また、液体恒温槽の液体を循環させ液体恒温槽の液体温度を設定温度に保つことや、更に均一に保つことができる。
【0020】
また、前記試験片及び/又は劣化試験装置の状況監視する監視手段を設けることにより、例えば、監視手段に湿度測定器を用いることによって、万が一の故障時や異常時に警報を発したり、補正制御を行うことができ、映像カメラを用いることによって、映像記録によって試験片の塗装の劣化の状態を記録することができ、さらに、液体恒温槽の液体表面の浮遊物を検知することによって、浮遊物を除去する除去手段の作動を制御することができる。
【発明を実施するための最良の形態】
【0021】
以下、本発明の塗装の劣化促進試験方法及びその装置の実施の形態を、図面に基づいて説明する。
【実施例1】
【0022】
図1〜図2に、本発明の塗装の劣化促進試験装置の実施例を示す。
【0023】
この塗装の劣化促進試験装置1は、試験片Wを設置し、試験片Wの周囲の気体温度と蒸気圧力又は湿度との値を測定する温度測定器T1及び湿度測定器Mと加熱器H1とを配設した気体恒温槽2Aと、前記気体恒温槽2Aに湿気を供給し、液体温度を測定する温度測定器T2と加熱器H2とを配設した液体恒温槽2Bと、電子制御を行う制御機構3とを備えている。
【0024】
この制御機構3は、試験片Wの周囲の気体温度及び目標とする蒸気圧力又は湿度の値(特に限定されるものではないが、例えば、湿度:70%)を予め設定し、前記温度測定器T1で測定した気体温度と比較して、前記加熱器H1を制御するとともに、前記気体温度の設定した値あるいは測定した値と、予め設定した蒸気圧力又は湿度の設定した値とに基づいて液体の温度を決め(この温度は上記条件によって、例えば、62℃というように、一義的に割り出すことができる。)、この決められた温度と液体の温度を測定する温度測定器T2で測定した温度とを比較して加熱器H2を制御するようにする。
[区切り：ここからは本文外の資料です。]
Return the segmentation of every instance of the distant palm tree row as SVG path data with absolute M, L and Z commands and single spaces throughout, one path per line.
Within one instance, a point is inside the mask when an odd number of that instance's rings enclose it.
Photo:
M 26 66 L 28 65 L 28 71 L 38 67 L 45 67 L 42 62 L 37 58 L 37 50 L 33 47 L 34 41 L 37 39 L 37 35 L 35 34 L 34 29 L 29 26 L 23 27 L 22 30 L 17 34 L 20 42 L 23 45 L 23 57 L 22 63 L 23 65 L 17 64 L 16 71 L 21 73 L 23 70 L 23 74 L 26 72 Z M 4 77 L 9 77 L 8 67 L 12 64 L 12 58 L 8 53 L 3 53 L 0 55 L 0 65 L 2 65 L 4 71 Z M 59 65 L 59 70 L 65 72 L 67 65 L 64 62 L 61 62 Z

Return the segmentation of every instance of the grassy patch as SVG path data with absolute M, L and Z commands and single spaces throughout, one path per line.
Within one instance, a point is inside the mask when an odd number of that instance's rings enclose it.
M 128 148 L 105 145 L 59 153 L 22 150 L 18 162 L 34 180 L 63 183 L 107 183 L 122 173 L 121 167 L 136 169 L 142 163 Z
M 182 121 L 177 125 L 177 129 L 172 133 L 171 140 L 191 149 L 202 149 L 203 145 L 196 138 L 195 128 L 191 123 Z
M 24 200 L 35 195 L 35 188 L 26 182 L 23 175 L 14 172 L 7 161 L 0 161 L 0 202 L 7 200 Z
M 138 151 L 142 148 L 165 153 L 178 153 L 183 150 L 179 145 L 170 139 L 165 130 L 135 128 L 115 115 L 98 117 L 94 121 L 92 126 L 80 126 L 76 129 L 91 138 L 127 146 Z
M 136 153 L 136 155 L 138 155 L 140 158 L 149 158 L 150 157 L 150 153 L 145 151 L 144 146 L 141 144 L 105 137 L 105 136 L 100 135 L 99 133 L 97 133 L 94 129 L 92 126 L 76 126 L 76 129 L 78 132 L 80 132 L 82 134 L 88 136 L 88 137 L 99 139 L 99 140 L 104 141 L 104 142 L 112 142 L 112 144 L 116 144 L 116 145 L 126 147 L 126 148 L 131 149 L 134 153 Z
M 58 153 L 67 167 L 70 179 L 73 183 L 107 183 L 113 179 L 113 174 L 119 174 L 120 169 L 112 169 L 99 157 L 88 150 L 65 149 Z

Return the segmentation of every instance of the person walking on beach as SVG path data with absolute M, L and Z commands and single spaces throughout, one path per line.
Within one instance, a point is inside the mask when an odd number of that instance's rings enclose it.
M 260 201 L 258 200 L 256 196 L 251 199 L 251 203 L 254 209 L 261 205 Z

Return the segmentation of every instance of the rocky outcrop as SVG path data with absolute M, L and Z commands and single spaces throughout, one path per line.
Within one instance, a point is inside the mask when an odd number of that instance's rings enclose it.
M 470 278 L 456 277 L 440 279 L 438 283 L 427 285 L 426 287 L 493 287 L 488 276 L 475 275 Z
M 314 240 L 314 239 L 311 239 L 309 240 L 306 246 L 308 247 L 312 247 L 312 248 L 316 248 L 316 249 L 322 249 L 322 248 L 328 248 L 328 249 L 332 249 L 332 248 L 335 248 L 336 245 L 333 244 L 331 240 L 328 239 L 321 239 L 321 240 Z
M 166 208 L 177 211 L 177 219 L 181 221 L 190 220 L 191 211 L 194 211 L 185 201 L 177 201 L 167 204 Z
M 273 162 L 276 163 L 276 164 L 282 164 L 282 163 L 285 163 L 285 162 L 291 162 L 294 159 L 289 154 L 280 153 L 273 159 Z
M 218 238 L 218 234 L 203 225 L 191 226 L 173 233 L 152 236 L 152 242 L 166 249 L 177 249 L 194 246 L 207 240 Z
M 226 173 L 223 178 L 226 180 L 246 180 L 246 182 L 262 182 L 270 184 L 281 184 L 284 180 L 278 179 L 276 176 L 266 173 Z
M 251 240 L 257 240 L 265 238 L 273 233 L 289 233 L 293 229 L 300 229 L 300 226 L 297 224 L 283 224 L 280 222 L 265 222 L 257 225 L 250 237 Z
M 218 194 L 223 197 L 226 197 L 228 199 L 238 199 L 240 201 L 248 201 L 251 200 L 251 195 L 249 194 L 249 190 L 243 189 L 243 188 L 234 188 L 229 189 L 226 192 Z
なお、液体温度の決定は制御機構3で行わずに、予め目標とする気体の温度と、目標とする蒸気圧力又は湿度の値に基づいて図表などで目標とする液体温度の値を求め(例えば62℃)、この値を制御機構3に設定値として直接インプットしてもよい。
また、湿度を測定する湿度測定器Mの測定値と、予め設定した蒸気圧力又は湿度の設定した値を比較して、差が一定の閾値を越えた場合に、加熱器H2の加熱量を変え、警告を行うようにしている。
【0025】
また、気体恒温槽2Aと液体恒温槽2Bとの間には、両槽を繋ぐ境界領域2Cを設け、該境界領域2Cを経由して液体恒温槽2Bから発生する湿気を気体恒温槽2Aに導入するようにしている。
具体的には、側板21と底板22と蓋23とからなる筐体20の内部に液体を入れることによって、液体部分と気体分とに区分し、気体部分の上部を気体恒温槽2A、気体部分の下部を境界領域2C、液体部分を液体恒温槽2Bとして使用する。
気体恒温槽2Aと境界領域2Cとは規制手段4によって区切り、その開口面積Sを規制するようにしており、液体恒温槽2Bから発生する湿気が境界領域2Cを経由して気体恒温槽2Aに供給される量を調整するようにしている。
また、規制手段4は、境界領域2Cに繋がる液体恒温槽2Bの液体自由表面積Aを規制するように配設しても構わない。
これによって、境界領域2Cから気体恒温槽2Aへの開口面積Sを任意の大きさに設定し、液体恒温槽2Bから発生する水蒸気圧力を制御することが可能となるとともに、気体恒温槽2A側から液体恒温槽2B側への伝熱を更に低減して気体恒温槽2Aの加熱に要するエネルギーを減らし、かつ液体恒温槽2Bを必要以上に高温にすることなく気体恒温槽の蒸気圧力や湿度調節に狂いを生ずることを防止できる。
【0026】
また、規制手段4は、気体恒温槽2Aと境界領域2Cとの開口面積を変動させることによって規制するものであれば特に限定されるものではないが、本実施例においては、図1〜図2に示すように、レール4bと、レール4b上に載置し、気体恒温槽2Aに繋がる境界領域2Cの開口面積Sの大きさを変動させる蛇腹状等の蓋部材4aとから構成するようにしている。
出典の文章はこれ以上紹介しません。